The Selected Works of T. S. Spivet

by Reif Larsen

Rating: ★★★★

Larsen's debut novel is a beautifully-illustrated tale about the increasingly improbable adventures of a young mapmaker. Filled with amusing and intricate diagrams, often providing annotation to the main story, the book is certainly artful, and it is mostly this strength which carries the somewhat broken plot.

There are certainly strengths to the writing itself, which touches on themes of early maturation, scientific wonder, and the surrender of dreams to love and family. The somewhat disconnected voice of the main character would sit uncomfortably on anyone other than a child genius, which of course is why T. S. is such a specimen. Confusion and wonder are suitable things for a scientist and a child, and there is a hint of Mark Twain in the way he leaps on the railway to make his way across the country to accept an honour from the Smithsonian.

Yet there are undeniably flaws. A very long portion of the novel is a reading from a stolen novel draft written by T.S.'s mother (or, as he consistently refers to her, Dr. Clair). While illuminating about many of Spivet's family matters, the device is rather heavy-handed, and far too long and dreary for what it reveals. The plot never really recovers well from this device, making a sudden turn from 'unbelievable tale' to 'absurd, and not in a funny way' as Spivet reaches his destination, eventually culminating in a movie-style ending that falls decidedly flat.

Throughout the book, Spivet talks about map-making as a science and an art, making a compelling case for why making sense of the wold and presenting it in a simplified manner is a skill underlying scientific matter from all disciplines. His maps win him a prestigious position, and his age in due course makes him famous, yet what the story starts to focus on from the outset of the great train journey is things falling outside his ability to map -- matters of his own identity, and of family mysteries whose resolution draw him away from the lights of success.
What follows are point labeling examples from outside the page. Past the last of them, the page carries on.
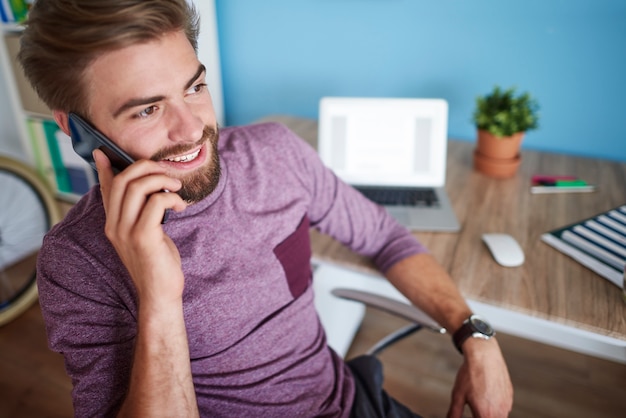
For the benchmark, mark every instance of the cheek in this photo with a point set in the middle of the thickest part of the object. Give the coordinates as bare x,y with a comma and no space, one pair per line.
140,143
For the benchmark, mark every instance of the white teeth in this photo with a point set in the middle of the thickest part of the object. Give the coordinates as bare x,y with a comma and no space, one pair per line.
185,158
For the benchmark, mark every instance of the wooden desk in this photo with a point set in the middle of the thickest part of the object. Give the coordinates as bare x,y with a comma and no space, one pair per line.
550,287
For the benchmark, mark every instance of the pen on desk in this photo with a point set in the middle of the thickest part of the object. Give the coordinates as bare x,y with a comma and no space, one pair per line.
562,186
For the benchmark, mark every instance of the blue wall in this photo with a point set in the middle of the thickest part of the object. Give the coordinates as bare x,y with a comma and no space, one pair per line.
282,56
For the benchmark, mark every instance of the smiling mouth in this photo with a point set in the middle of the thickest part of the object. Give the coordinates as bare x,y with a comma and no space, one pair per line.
184,158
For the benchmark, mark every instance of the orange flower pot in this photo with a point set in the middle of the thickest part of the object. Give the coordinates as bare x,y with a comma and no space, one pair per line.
496,167
507,147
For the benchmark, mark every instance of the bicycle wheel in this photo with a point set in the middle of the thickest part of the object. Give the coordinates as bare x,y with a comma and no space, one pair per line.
28,210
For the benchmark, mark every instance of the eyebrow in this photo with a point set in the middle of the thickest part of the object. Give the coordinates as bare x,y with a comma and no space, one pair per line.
142,101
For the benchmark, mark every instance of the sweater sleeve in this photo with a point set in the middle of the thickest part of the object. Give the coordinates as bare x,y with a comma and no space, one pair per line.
87,323
342,212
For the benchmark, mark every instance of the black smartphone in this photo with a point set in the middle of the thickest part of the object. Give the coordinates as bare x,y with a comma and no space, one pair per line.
86,138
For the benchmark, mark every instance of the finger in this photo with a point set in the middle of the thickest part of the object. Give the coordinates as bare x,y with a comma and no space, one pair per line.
119,193
139,193
456,408
156,207
105,174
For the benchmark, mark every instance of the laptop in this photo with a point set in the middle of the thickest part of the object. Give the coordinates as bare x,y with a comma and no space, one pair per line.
393,150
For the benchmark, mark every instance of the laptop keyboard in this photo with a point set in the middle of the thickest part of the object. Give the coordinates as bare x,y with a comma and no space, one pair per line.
400,196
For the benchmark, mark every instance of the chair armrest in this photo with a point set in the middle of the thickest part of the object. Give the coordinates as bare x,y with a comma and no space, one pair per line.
403,310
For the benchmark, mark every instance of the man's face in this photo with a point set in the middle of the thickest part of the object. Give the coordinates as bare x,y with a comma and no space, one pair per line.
151,99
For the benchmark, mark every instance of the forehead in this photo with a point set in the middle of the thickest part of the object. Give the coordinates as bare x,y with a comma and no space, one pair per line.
159,67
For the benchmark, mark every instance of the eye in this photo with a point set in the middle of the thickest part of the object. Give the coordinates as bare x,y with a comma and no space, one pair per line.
197,88
147,112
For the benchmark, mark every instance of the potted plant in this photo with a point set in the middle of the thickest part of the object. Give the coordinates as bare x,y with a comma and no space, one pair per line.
502,118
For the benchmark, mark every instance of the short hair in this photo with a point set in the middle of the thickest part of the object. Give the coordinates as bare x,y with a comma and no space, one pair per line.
62,37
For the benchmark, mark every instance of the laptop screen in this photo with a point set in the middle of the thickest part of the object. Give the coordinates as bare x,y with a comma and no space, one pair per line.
390,142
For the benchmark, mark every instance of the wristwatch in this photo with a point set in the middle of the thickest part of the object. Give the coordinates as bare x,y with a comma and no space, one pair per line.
475,327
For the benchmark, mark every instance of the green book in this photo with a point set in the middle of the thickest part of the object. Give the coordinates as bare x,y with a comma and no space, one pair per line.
60,172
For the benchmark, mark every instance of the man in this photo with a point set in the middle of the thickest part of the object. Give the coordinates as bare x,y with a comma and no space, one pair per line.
211,313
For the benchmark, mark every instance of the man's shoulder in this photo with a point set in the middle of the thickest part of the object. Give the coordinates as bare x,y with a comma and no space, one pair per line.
265,134
85,219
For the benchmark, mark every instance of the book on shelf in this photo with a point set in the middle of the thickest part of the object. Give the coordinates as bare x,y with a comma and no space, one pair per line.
598,243
56,161
29,100
14,11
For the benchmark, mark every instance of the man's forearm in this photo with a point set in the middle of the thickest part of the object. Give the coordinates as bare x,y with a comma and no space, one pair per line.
427,285
161,383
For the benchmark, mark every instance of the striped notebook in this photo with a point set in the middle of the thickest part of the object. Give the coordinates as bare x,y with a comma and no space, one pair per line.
598,243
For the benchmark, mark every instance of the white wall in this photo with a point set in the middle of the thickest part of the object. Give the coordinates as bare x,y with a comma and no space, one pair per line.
9,137
208,52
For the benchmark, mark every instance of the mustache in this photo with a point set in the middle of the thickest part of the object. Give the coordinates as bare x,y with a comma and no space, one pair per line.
209,134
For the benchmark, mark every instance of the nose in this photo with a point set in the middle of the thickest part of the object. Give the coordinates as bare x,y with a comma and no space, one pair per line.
184,124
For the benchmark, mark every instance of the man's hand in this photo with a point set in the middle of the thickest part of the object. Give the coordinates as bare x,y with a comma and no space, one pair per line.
482,382
161,382
134,204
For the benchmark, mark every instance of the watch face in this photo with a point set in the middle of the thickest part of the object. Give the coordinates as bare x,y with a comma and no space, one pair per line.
481,326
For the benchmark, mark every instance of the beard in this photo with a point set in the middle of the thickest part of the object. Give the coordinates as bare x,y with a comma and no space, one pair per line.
202,182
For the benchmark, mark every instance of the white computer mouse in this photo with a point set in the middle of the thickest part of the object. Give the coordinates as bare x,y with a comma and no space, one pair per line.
504,249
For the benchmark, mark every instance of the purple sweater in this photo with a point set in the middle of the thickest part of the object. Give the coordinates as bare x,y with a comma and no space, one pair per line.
256,344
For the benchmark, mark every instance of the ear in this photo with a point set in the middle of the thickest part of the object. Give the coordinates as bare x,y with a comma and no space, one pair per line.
61,118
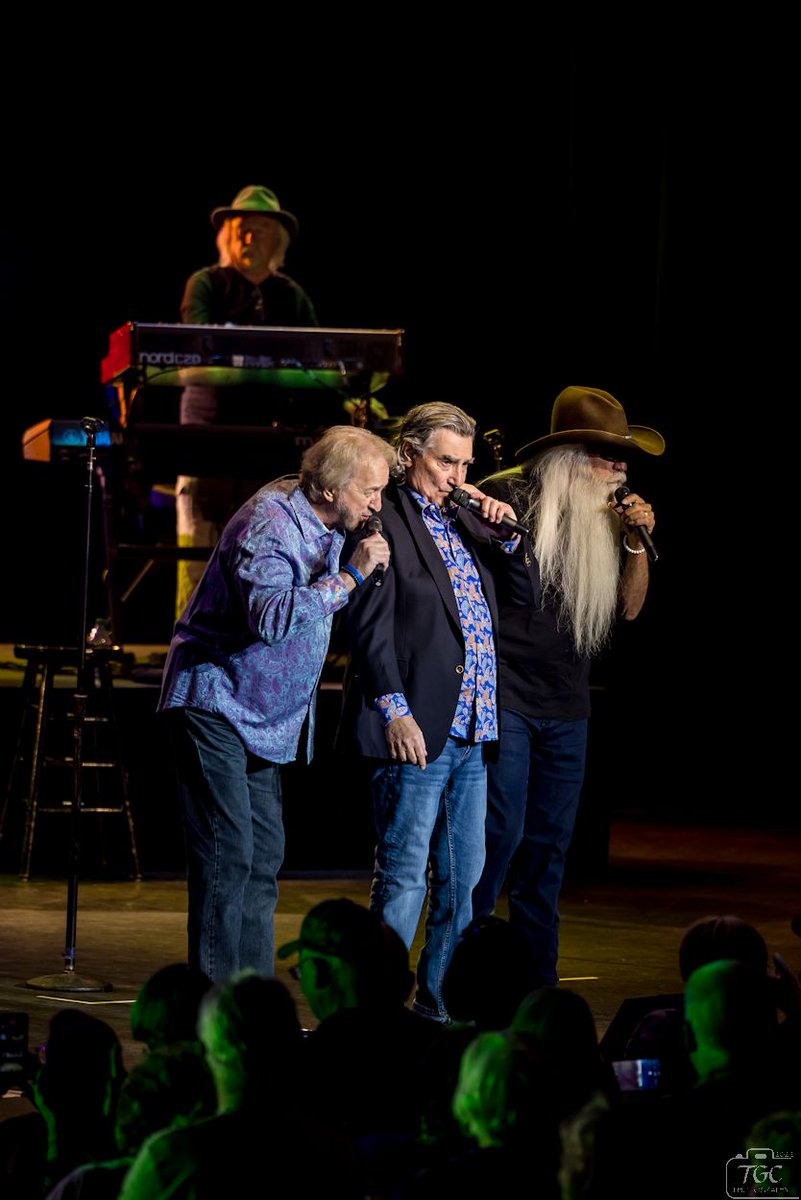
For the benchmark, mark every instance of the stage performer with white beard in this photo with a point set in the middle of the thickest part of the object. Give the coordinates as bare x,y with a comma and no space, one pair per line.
590,569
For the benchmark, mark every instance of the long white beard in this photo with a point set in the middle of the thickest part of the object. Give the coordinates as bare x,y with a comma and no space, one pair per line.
577,544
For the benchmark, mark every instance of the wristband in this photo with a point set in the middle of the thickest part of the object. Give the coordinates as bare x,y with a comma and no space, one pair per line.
356,574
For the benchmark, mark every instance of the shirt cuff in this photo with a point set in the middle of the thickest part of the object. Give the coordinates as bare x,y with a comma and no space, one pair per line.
391,706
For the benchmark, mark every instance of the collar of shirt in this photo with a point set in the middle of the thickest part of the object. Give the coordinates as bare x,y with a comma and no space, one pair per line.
446,514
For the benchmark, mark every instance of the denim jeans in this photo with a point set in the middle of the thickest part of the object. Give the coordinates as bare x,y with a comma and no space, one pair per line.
233,825
533,793
431,841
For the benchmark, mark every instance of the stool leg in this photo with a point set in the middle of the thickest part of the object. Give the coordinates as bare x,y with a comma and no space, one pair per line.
28,689
107,689
31,801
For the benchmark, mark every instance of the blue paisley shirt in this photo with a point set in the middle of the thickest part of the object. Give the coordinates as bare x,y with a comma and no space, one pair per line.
476,711
252,641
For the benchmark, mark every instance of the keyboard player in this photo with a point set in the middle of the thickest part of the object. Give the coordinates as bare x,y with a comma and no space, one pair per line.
245,287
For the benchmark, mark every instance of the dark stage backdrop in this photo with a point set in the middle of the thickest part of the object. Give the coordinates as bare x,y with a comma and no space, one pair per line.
572,225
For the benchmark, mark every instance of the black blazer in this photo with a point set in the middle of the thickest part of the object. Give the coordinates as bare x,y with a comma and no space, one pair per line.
405,635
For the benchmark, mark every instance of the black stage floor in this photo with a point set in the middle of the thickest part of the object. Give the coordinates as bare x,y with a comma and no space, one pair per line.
637,879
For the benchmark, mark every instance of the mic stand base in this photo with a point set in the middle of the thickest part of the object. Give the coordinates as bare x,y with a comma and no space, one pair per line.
67,981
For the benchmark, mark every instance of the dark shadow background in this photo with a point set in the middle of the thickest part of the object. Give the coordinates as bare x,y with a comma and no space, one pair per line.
577,215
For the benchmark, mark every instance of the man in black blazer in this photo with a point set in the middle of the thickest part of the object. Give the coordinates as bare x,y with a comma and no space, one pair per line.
420,693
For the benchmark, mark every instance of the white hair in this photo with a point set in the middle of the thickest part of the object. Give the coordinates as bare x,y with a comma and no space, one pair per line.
577,544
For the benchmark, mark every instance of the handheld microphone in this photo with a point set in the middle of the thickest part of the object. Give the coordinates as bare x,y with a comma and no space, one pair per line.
644,535
458,496
375,526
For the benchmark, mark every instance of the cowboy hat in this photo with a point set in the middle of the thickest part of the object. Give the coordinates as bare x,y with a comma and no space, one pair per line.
592,417
256,199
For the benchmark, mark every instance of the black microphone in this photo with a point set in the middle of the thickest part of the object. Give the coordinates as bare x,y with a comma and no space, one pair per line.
91,425
644,535
374,526
458,496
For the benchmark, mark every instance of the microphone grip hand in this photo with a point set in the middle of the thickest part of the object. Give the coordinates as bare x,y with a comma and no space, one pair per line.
621,496
648,541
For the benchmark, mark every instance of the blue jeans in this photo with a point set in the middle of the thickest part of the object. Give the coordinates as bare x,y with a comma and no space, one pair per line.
233,825
431,841
533,793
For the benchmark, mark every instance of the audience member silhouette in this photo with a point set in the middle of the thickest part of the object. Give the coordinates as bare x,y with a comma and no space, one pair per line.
166,1008
172,1086
74,1092
560,1025
681,1144
781,1133
661,1033
252,1037
491,971
503,1104
366,1056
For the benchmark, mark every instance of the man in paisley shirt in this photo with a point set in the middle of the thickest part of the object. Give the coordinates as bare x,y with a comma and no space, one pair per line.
241,679
420,694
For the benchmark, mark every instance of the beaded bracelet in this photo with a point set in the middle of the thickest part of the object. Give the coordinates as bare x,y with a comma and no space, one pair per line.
356,574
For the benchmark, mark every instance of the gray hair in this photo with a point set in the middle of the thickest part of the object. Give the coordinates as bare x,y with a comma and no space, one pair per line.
420,425
332,461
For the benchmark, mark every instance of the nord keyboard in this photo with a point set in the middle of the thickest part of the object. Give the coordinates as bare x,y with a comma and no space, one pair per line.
227,355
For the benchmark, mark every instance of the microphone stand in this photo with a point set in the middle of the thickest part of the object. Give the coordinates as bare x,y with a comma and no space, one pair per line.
68,979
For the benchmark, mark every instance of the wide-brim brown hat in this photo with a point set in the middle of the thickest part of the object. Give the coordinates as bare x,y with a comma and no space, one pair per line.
259,199
592,418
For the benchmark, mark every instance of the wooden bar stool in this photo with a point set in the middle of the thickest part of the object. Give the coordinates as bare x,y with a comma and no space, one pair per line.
38,749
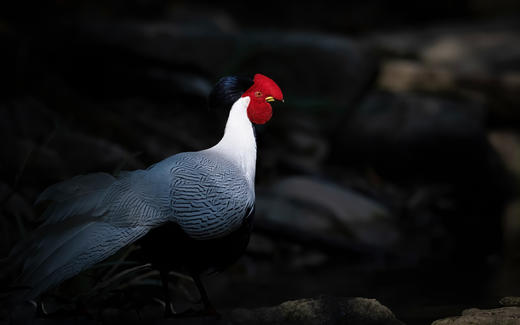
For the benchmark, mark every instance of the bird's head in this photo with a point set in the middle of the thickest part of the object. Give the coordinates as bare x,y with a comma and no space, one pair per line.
261,90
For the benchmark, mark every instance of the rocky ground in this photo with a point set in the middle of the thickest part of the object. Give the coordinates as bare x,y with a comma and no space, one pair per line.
391,171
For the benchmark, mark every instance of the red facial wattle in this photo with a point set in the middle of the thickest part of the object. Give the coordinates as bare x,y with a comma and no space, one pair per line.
259,110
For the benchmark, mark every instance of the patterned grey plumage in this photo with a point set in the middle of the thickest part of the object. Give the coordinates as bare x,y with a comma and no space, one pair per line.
207,193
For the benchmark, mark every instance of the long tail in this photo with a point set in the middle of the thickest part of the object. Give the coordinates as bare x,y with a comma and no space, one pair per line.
60,251
73,237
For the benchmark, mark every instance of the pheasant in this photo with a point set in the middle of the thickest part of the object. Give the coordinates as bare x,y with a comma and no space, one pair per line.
192,210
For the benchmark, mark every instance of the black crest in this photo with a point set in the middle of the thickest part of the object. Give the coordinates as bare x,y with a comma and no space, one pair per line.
228,90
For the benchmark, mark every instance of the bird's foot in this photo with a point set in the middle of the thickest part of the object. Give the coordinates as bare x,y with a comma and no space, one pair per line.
169,312
80,310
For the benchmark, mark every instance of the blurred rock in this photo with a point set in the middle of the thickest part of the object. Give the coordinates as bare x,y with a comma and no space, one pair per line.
474,316
395,131
510,301
322,310
339,69
475,61
507,145
324,208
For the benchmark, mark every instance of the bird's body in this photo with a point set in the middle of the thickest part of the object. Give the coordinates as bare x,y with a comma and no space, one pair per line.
193,208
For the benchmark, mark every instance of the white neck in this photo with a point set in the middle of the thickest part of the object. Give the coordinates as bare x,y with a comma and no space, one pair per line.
238,143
Similarly, I felt, Larsen's maps, enthusiastic description of map-making, and the early adventure of the novel were engaging, but were let down by a soppy centre on the unmappable mysteries of human hearts and an ending which disappointingly crumbles the earlier structure of the book.

For the first half of the book, those who like Ender's Game and narratives about the history of science will find something they can easily enjoy, but I suspect they will start to feel let down. I expect most readers can appreciate the diagrams scattered through the novel, and it is really this novelty which keeps the book above average in my recollection.